Several days ago we posted a story about a weasel in England that jumped a woodpecker, and soon found itself airborne aboard the bird's back.

Weasels are very interesting animals. Almost every Google discovery uses the word vicious to describe them. There is another attack story from England, this time a weasel attacking a squirrel. Rabbits and pigeons also are prey. Weasels think big.

We have or had a weasel living here, seen in our yard last summer, but unfortunately it has not made a dent in the squirrel population.

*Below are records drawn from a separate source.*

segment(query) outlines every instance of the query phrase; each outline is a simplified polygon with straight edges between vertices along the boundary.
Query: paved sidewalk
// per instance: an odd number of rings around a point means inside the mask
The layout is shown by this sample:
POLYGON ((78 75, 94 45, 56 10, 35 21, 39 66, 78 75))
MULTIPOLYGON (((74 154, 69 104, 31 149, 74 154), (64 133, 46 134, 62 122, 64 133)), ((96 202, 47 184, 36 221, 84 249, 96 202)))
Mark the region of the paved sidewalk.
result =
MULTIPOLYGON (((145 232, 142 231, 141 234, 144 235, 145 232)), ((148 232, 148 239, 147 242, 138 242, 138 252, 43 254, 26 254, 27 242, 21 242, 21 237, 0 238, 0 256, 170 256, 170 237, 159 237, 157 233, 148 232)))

A Wisconsin web site lists weasels with badgers and wolverines when it comes top contenders for North America's toughest mammal predators. A couple of web sites list weasel as the smallest carnivore in North America. Not true. The short-tailed shrew has that honor. It is smaller than most mice, with a metabolism running full-tilt all of the time. The heart rate of a shrew at rest has been recorded at 750 beats per minute. It must eat prey equal to its own weight every day.

Some years ago, in a rented garage, I had a rat problem. I set out a large wooden snap trap. It caught a mouse. I ignored it on first sight, coming back later to reset the trap. It was nowhere to be seen. I also had short-tailed shrews (sort of like a zoo, that garage). I found the trap under a cupboard, nothing remaining of the mouse but a shred of skin. I'm certain that a shrew, tiny little guy with that huge appetite, dragged the trap into that dark crevice to eat in private. The trap had to weigh 50 or 60 times as much as that tiny shrew, maybe more. I'll bet a shrew could eat a weasel in the right circumstances (maybe after it fell from a flying woodpecker).

Short-tailed shrews can be identified by the darkened tips of their front teeth. This shrew species also is one of the world's few poisonous mammals, injecting prey when its bites.

That woodpecker was lucky its attacker was only a weasel.